Is Carbon Capture Worth Investing In With Unclear Evidence?
Analysis reveals 8 key thematic connections.
Key Findings
Regulatory Arbitrage
Invest in carbon capture and storage (CCS) projects only when regulatory frameworks explicitly penalize underperformance, because without enforceable measurement standards, early adopters exploit ambiguous efficacy rules to secure subsidies while delaying meaningful scale. This works through the dynamic between federal 45Q tax credit eligibility and state-level environmental agencies that lack interagency verification protocols, allowing facilities like the Century Plant in Texas to claim success despite documented CO₂ leakage. The non-obvious insight is that weak evidence doesn’t justify caution—it invites strategic gaming by firms who treat CCS as a compliance loophole rather than a climate solution.
Epistemic Capture
Tie public CCS financing to third-party model auditing mandates enforced by independent scientific consortia, because the persistence of ambiguous evidence reflects not scientific limitation but institutional preference for proprietary simulation tools that resist peer review. This functions via the dominance of vendor-specific reservoir models at sites like Quest in Alberta, where operators control data access and interpretation, shaping what counts as 'effective' storage. The overlooked reality is that inconclusive outcomes are not accidental—they are structurally produced by narrowing the epistemic authority to those with financial stakes, turning evidentiary gaps into permission to expand.

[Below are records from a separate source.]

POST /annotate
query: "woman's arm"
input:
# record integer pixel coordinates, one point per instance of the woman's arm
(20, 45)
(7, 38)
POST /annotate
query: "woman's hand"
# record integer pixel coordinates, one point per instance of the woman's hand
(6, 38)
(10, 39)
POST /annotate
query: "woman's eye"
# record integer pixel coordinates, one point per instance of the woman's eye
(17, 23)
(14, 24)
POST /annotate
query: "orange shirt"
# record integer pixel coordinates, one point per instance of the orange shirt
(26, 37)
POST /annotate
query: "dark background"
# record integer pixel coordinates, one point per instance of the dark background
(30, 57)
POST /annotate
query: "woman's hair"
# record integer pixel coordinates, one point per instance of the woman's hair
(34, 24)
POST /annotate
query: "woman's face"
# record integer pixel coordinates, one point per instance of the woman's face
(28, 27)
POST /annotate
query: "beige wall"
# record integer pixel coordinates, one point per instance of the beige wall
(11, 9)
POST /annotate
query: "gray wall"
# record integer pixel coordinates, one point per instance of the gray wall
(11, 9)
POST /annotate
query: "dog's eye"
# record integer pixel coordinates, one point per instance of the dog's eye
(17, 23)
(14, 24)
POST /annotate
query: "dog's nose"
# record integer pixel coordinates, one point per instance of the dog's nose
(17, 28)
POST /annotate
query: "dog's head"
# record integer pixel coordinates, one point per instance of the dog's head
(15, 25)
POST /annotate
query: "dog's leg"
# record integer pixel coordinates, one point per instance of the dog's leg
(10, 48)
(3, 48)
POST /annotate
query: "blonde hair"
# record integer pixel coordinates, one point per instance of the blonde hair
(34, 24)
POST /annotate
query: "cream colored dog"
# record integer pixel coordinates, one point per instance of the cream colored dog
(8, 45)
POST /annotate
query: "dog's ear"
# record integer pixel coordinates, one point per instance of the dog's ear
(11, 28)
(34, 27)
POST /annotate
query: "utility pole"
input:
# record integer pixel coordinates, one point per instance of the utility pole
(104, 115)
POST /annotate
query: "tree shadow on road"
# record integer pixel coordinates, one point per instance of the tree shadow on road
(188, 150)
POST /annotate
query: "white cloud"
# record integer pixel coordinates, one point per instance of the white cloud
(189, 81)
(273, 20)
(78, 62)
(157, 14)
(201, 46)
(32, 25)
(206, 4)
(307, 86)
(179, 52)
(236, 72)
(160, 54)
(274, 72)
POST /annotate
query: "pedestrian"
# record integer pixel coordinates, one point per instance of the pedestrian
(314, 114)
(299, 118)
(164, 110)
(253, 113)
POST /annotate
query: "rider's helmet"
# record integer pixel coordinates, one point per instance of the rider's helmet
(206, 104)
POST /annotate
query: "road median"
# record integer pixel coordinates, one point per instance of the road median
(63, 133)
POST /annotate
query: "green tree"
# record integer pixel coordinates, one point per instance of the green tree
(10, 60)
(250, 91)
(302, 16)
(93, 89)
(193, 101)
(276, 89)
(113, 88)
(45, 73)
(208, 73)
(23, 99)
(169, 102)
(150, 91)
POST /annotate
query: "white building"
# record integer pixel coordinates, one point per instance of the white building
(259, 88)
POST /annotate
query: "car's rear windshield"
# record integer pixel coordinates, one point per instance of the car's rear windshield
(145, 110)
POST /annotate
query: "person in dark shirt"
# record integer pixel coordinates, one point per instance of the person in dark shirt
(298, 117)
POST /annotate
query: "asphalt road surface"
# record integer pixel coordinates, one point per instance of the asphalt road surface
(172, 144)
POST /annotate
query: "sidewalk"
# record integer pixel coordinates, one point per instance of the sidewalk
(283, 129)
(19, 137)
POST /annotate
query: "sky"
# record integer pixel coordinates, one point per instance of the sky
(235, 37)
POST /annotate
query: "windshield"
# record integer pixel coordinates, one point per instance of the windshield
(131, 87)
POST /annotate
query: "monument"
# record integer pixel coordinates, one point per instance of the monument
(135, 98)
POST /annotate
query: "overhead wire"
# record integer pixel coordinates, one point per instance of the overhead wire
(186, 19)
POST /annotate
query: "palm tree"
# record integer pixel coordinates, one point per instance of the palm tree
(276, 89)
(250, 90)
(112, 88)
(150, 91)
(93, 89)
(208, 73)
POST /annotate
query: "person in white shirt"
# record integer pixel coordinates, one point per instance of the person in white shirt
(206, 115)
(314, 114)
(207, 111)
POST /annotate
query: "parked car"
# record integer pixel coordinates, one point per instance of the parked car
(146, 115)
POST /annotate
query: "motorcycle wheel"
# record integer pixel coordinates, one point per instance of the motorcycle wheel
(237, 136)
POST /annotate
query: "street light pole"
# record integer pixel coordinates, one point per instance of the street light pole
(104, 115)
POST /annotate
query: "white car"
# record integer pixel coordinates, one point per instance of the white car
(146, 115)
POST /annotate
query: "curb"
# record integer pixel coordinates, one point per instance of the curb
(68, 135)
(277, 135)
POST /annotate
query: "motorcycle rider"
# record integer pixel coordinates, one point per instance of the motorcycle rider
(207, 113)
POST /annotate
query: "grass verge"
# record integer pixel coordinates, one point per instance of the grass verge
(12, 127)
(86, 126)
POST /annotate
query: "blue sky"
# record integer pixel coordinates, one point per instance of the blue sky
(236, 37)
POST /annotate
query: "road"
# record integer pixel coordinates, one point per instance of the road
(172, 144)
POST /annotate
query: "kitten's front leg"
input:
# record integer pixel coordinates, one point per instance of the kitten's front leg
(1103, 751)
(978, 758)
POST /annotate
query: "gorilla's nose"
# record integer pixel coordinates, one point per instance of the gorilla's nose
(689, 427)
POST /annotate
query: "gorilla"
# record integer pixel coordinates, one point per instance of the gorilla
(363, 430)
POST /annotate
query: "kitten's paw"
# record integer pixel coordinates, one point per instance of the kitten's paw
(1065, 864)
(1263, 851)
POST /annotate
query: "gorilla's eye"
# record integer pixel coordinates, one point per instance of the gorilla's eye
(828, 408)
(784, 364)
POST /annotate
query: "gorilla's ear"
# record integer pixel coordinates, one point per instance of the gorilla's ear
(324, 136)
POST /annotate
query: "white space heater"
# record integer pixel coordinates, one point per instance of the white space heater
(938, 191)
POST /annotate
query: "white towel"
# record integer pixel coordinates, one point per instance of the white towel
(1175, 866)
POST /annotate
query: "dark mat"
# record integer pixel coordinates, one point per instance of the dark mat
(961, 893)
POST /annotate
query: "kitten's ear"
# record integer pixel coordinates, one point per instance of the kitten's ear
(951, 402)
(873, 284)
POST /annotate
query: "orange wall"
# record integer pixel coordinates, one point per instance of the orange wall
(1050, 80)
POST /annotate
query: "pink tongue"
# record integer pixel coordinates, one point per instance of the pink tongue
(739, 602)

Regulatory Path Dependence
Decision-makers in national energy agencies should prioritize carbon capture and storage (CCS) investments based on existing fossil infrastructure repurposing pathways because regulatory frameworks established during the 2005–2015 era of clean coal promotion created binding technical standards that now favor CCS integration over alternative decarbonization strategies. This mechanism operates through permitting regimes and subsidy structures originally designed to salvage coal assets, which continue to channel public funding toward CCS despite uncertain efficacy, revealing how past policy compromises congeal into durable institutional trajectories. The non-obvious insight is that inertia from failed clean coal expectations now shapes current CCS investment logic, not forward-looking climate models.
Demonstration Economy
Multilateral development banks must fund CCS demonstration projects even with inconclusive evidence because the period after the 2015 Paris Agreement shifted climate finance toward 'proof-of-concept' logic, where visible infrastructure becomes a proxy for commitment regardless of operational success. This works through project-based funding mechanisms that reward deployment speed over systemic impact, privileging tangible milestones in order to sustain political coalitions across industrial and environmental stakeholders. The underappreciated dynamic is that CCS investments now function less as emission reduction tools and more as symbolic capital in international climate diplomacy, a role solidified in the post-2015 credibility economy of climate action.
Liability Anticipation
National geoscience agencies should lead CCS site selection and monitoring investments because the transition from experimental to operational scales after 2020 has shifted responsibility toward long-term subsurface stewardship, creating new institutional pressures to preempt future liability from leakage or public opposition. This operates through emerging legal doctrines that assign state-backed perpetual liability for storage sites, compelling technical bodies to act as de facto risk insurers even in the absence of conclusive efficacy data. The overlooked consequence is that geological knowledge production is being repurposed not for scientific clarity but to produce defensible ignorance—plausible technical justifications for delaying definitive judgments on CCS performance.
Policy Risk Buffer
Prioritize CCS investments only in regulatory environments with binding emissions penalties. Jurisdictions like the EU or California, where carbon pricing or compliance regimes already exist, anchor project viability to enforceable demand for sequestration; this transforms uncertain technical performance into a manageable financial risk calibrated against compliance needs. The non-obvious insight is that effectiveness is not primarily a technical benchmark but a function of institutional enforcement—most people assume CCS hinges on engineering, not legal liability.
Stranded Infrastructure Proxy
Treat early CCS funding as a mechanism to delay fossil asset retirement rather than a decarbonization solution. In coal-dependent regions like West Virginia or Upper Silesia, utilities deploy CCS proposals to justify extending plant operations, leveraging inconclusive evidence as political cover. The underappreciated dynamic is that investment becomes a stand-in for transition itself—where hesitation is monetized as action, satisfying the appearance of climate response without altering emissions trajectories.
Verification Infrastructure Premium
Direct capital toward monitoring, measurement, and verification (MMV) systems as the core output of CCS projects, not storage volume. In Norway’s Northern Lights project, third-party verification protocols are being institutionalized alongside injection infrastructure, treating evidence generation as the primary good. This reverses the common assumption that MMV supports storage—instead, reliable data becomes the durable asset, making uncertainty a driver of value in trusted accountability systems.